According to the Union of Concerned Scientists report, “Growing Economies: Connecting Local Farmers and Large-Scale Food Buyers to Create Jobs and Revitalize America’s Heartland,” smart public policies that connect local farmers to large food buyers such as supermarkets, restaurants, hospitals and school districts can help bring back midsize farms, create thousands of jobs and boost the local economy.
Researchers at Iowa State University have estimated that Iowans spend $8 billion on food annually and only 10 percent of the food is locally produced. Iowa farmers could capitalize on the increasing demand for locally-grown food, according to the study, which also found:
- If just half of the state’s food-buying institutions purchased food from in-state farmers at the level of interest they expressed in recent surveys, it would generate $1.67 billion in sales—a boon to the state’s economy. If all of Iowa’s institutions purchased locally at the level they would like, it would generate more than $3 billion in sales.
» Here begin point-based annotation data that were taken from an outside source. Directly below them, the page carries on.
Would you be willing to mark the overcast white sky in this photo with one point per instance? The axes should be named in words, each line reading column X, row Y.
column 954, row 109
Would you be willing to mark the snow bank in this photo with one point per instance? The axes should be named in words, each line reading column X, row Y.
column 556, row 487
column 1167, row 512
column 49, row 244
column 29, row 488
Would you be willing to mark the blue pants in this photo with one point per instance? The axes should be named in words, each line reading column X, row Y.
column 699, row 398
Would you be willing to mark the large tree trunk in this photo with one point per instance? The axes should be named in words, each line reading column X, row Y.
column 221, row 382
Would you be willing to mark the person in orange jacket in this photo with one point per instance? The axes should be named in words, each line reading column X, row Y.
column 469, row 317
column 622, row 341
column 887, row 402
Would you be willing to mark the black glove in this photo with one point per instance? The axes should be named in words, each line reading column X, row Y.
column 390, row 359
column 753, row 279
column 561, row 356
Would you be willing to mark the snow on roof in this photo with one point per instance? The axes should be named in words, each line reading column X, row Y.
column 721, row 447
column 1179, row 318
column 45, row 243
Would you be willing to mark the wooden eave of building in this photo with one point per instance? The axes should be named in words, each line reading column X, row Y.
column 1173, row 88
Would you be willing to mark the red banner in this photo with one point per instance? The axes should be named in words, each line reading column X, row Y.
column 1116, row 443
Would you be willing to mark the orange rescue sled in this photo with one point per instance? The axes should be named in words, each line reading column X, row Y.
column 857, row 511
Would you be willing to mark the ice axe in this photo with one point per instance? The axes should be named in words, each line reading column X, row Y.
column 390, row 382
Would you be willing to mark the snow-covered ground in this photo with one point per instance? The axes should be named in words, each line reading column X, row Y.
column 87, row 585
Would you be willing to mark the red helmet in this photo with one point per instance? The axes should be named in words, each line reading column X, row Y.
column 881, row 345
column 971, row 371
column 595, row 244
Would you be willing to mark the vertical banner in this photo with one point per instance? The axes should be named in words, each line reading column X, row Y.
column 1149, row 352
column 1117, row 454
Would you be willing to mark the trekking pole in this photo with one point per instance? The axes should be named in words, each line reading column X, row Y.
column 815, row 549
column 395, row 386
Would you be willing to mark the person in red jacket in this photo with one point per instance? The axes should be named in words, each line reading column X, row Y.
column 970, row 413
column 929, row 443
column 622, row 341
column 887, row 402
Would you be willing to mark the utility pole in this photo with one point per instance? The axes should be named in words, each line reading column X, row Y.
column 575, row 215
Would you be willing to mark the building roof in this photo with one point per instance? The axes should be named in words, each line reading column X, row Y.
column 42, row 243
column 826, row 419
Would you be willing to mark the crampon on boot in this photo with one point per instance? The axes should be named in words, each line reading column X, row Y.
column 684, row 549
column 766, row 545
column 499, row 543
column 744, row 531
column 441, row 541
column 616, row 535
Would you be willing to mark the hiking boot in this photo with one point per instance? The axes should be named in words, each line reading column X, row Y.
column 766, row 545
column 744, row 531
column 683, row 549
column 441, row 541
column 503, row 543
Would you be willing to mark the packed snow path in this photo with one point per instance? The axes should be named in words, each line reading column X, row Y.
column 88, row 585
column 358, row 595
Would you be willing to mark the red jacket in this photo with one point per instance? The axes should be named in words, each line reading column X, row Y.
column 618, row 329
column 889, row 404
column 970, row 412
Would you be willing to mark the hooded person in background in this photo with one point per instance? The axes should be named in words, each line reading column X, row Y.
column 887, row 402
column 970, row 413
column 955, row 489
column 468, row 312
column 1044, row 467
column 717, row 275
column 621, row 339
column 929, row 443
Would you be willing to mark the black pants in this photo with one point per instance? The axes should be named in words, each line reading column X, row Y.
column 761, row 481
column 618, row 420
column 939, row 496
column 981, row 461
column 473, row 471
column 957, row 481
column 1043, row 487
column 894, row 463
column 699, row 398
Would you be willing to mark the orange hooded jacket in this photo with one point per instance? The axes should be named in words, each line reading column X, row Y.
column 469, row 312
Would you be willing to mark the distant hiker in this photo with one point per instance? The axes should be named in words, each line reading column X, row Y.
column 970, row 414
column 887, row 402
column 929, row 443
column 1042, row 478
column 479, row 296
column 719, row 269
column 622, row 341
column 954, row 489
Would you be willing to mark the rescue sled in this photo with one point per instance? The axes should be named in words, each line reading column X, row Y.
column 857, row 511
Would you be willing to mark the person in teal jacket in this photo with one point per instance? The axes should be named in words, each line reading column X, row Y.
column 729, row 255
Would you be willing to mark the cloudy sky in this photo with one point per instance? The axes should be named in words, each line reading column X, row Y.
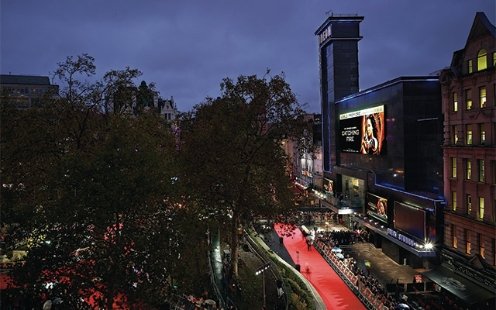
column 188, row 46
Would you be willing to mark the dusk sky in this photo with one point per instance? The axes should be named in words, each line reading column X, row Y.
column 187, row 47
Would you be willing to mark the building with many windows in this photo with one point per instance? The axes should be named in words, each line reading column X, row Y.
column 26, row 91
column 469, row 107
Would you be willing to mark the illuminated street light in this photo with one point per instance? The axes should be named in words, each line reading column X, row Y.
column 261, row 270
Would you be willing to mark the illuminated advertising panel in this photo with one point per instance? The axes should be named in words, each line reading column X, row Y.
column 363, row 131
column 409, row 219
column 328, row 186
column 377, row 207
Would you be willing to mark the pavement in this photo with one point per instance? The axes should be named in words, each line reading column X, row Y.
column 383, row 268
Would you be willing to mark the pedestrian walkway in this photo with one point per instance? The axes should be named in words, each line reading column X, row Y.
column 382, row 267
column 334, row 292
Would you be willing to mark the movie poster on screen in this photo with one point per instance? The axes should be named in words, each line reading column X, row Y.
column 377, row 207
column 328, row 186
column 363, row 131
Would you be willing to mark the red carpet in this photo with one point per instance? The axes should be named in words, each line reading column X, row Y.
column 334, row 292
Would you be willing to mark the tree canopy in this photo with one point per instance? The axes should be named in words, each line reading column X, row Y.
column 91, row 194
column 233, row 155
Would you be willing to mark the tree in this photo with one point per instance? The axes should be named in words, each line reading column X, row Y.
column 97, row 192
column 233, row 155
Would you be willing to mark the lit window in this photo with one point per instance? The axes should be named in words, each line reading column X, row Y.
column 482, row 174
column 453, row 236
column 468, row 244
column 453, row 200
column 469, row 136
column 481, row 208
column 469, row 203
column 468, row 99
column 455, row 102
column 482, row 60
column 482, row 97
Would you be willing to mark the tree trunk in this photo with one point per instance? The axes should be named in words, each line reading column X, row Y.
column 234, row 245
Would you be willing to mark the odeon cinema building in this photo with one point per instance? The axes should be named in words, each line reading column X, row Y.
column 382, row 149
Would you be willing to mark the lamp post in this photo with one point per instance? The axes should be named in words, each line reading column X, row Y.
column 261, row 270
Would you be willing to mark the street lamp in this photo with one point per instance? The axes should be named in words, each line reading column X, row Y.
column 262, row 270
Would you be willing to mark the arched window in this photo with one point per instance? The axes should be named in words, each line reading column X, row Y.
column 482, row 60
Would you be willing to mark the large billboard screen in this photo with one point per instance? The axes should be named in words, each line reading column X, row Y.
column 377, row 207
column 409, row 219
column 363, row 131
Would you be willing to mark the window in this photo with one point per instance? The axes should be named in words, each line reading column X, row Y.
column 468, row 244
column 482, row 60
column 469, row 136
column 455, row 102
column 483, row 135
column 493, row 243
column 481, row 208
column 482, row 97
column 468, row 99
column 453, row 200
column 453, row 236
column 469, row 204
column 482, row 174
column 482, row 250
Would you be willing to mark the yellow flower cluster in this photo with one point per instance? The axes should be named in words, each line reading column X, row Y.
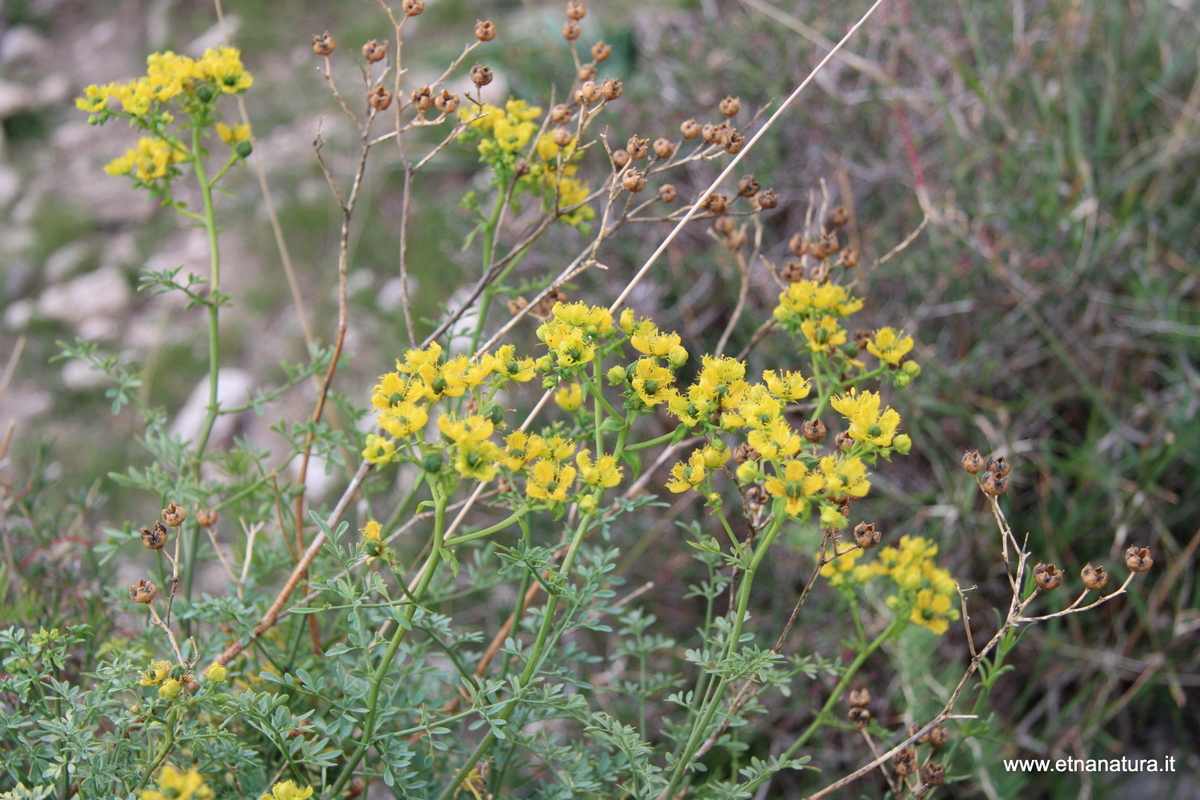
column 150, row 161
column 178, row 786
column 867, row 421
column 168, row 76
column 924, row 587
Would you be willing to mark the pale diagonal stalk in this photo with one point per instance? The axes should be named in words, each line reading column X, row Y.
column 369, row 723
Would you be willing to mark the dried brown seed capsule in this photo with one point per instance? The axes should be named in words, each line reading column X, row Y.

- Midsize farms could contribute roughly half that added revenue. Iowa lost roughly 6,000 midsize family farms from 2007 to 2012, but beefed up local-food markets could return nearly three-quarters of those farms to the state.
- If midsize farms supplied food to meet half of the identified market demand, it could support at least 12,000 in-state jobs and possibly as many as 49,000 full-time farm jobs.
- Beginning and transitioning farmers need financial incentives, research and technical assistance to get healthy food from farms to markets. By providing such support, forward-looking federal food and farm policies could revitalize rural communities across the country.